MolmoMotion: Forecasting Point Trajectories in 3D with Language Instruction

Motion forecasting is central to visual intelligence: agents must anticipate how objects will move in order to plan actions, reason about physical interactions, and synthesize realistic futures. We argue that 3D points in world coordinates provide a general representation that is class-agnostic, view-stable, compact, and directly useful for downstream tasks.
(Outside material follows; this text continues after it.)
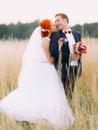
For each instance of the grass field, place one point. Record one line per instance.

We formalize the task of goal-conditioned 3D point motion forecasting: given a short visual history, a set of 3D query points on an object of interest, and a language description of the intended goal, the model predicts the future 3D trajectory of each point. We introduce a full stack to study this task at scale: (1) MolmoMotion-1M is a large corpus of action-described, object-grounded 3D point trajectories annotated from 1.16M unconstrained videos; (2) PointMotionBench is a human-verified benchmark spanning 111 object categories and 61 motion types; and (3) MolmoMotion is a general motion forecasting model that supports both autoregressive coordinate prediction and flow-matching-based trajectory generation. MolmoMotion accurately predicts diverse motion patterns with different language instructions, and significantly outperforms existing motion prediction baselines on PointMotionBench. Finally, we show that the learned 3D motion prior transfers well to downstream applications: it improves training efficiency and generalization for robot manipulation, and its predicted trajectories provide effective motion guidance for generative models to synthesize videos with more realistic object motion.